Programa de Curtas Metragens
O SEGREDO

Edgar Feldman, Documentário, Portugal, 2008, 25’
Em “Pink Saris”, acompanhamos a história de Sampat Pal, uma complexa e singular activista política, líder do movimento Gulabi Gang, que trabalha pelos direitos das mulheres na região de Uttar Pradesh, no norte da Índia. Assistimos ao empenho individual de Sampat, referência para muitas mulheres maltratadas, na mediação de dramas familiares, testemunhada por dezenas de espectadores, defendendo pessoas em situações de vulnerabilidade e que desnudam as convenções da sociedade Indiana.

AMANHÃ

Solveig Nordlund, Ficção, Portugal, 2004, 15’
Nuno, um rapaz de nove anos, foge de casa na noite de 24 de Abril de 1974. Está farto das discussões entre a mãe e o padrasto e decide ir ter com o seu pai.
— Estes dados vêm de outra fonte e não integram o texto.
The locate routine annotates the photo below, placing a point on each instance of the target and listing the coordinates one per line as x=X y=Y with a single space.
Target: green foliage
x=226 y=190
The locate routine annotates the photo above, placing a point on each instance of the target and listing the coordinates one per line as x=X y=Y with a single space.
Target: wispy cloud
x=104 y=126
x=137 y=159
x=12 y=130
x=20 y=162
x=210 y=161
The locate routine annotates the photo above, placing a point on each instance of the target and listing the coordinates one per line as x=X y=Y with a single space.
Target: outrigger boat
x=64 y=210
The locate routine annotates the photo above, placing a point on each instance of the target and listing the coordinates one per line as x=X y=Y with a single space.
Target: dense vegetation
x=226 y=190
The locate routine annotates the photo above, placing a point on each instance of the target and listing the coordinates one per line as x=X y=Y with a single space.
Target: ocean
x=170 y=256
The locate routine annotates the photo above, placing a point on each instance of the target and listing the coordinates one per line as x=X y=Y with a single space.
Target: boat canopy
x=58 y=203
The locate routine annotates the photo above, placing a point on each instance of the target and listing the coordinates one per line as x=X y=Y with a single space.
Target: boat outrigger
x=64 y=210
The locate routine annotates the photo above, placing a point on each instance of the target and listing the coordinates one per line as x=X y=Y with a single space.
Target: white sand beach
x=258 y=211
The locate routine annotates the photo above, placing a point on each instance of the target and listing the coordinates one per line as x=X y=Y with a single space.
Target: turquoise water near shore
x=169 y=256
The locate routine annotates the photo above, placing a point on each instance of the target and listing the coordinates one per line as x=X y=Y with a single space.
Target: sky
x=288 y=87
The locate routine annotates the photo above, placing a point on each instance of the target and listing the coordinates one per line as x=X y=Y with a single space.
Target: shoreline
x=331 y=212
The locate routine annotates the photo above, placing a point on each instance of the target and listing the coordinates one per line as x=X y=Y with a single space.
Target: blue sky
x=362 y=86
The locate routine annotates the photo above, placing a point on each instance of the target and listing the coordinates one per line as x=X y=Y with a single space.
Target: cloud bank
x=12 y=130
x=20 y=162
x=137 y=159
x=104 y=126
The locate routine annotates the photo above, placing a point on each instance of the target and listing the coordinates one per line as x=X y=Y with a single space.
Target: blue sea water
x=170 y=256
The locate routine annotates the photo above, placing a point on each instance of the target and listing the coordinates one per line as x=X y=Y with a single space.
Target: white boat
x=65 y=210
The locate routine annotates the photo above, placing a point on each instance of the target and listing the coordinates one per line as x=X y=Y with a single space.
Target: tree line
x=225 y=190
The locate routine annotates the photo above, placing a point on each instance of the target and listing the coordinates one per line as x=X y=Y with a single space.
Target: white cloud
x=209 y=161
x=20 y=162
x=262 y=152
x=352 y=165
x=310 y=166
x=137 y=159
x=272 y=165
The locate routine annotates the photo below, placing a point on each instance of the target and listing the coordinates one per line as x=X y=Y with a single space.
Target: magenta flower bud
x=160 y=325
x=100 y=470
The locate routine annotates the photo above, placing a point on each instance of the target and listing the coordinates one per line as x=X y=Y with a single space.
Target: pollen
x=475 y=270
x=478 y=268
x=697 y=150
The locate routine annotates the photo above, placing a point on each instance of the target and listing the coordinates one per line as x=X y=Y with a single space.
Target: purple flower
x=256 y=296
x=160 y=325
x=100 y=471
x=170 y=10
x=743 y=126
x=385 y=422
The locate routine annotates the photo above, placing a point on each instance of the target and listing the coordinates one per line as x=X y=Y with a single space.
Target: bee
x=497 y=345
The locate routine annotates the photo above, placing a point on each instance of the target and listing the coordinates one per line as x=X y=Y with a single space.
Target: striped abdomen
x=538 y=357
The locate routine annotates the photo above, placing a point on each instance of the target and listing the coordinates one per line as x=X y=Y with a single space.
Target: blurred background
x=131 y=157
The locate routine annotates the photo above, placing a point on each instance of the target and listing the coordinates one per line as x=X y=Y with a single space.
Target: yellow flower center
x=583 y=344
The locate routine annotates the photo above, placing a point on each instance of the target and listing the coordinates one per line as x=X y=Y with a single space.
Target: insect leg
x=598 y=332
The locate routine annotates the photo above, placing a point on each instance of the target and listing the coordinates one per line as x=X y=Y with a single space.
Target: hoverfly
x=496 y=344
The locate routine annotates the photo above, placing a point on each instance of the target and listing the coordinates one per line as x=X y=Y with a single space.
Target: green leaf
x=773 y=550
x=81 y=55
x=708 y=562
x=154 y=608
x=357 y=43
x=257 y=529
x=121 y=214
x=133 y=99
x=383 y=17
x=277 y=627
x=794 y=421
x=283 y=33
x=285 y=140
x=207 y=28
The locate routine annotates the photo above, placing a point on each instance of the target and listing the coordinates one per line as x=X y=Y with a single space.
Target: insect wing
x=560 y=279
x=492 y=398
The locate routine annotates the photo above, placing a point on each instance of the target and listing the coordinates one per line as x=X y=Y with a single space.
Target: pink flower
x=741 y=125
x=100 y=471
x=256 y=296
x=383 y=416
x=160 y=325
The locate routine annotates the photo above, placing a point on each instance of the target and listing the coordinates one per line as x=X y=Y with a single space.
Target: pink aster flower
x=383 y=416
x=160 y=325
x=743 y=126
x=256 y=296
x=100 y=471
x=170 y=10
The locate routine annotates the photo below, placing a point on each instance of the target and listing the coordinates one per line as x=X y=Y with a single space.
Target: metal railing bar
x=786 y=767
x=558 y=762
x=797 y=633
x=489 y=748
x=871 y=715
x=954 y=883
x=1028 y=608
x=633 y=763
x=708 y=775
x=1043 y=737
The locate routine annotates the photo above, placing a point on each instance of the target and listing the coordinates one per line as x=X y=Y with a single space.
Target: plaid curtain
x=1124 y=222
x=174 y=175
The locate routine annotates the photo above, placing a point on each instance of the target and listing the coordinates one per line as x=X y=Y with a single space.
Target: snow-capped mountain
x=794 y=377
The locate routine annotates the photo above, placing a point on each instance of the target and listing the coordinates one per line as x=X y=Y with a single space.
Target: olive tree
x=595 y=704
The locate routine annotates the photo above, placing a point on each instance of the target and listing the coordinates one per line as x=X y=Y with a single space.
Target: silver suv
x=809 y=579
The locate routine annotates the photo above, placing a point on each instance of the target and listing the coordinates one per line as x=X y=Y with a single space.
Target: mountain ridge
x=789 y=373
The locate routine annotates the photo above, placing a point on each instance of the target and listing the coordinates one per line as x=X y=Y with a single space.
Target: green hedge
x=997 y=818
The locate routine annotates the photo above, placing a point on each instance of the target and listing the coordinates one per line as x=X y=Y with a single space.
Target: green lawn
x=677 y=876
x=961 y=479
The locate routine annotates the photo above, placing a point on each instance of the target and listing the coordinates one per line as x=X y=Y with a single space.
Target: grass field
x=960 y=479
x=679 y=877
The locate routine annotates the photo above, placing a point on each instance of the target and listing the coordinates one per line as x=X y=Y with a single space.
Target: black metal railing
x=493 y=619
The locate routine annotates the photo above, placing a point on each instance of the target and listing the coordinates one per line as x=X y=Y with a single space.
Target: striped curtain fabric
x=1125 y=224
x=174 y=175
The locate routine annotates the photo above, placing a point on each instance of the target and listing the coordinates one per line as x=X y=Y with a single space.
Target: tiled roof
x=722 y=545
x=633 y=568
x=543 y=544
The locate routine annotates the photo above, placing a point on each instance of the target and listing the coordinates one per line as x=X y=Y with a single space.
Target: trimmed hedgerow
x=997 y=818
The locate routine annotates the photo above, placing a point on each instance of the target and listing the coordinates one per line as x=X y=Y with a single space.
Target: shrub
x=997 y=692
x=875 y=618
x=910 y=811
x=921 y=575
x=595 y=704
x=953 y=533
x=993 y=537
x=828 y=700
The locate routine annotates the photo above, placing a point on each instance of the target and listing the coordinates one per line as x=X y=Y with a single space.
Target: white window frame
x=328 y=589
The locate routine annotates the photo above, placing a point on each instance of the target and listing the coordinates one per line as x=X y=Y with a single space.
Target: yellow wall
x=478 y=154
Só que não sabe onde o pai mora. Para se esconder da polícia, esconde-se num grande edifício que está a ser abandonado à pressa. Partem carros e pessoas em grande velocidade, ninguém dá por Nuno. Só fica ele com um cão de guarda. A noite já vai tarde e Nuno e o cão adormecem abraçados. Acordam de manhã com gritos vindos da rua. Nuno pensa que é a sua mãe à sua procura e corre à janela ver o que se passa. A rua está cheia de gente, há tanques e soldados. É o 25 de Abril. E Nuno está convencido que foi a sua mãe que fez a revolução só para o encontrar. Só mais tarde saberá que foi na PIDE que se foi esconder naquela noite…

25 DE ABRIL – UMA AVENTURA PARA A DEMOCRACIA

Edgar Pêra, Documentário, Portugal, 2000, 17’
Documentário com base nos arquivos do 25 de Abril. É um filme sobre o fim do fascismo e o 25 de Abril, visto a partir das ruas e dos rostos das pessoas. Mais do que mostrar a revolução militar, revela a adesão popular ao movimento. Imagens e sons do passado (a ditadura e a libertação) misturam-se com imagens e sons do presente (manifestações de apoio à independência de Timor).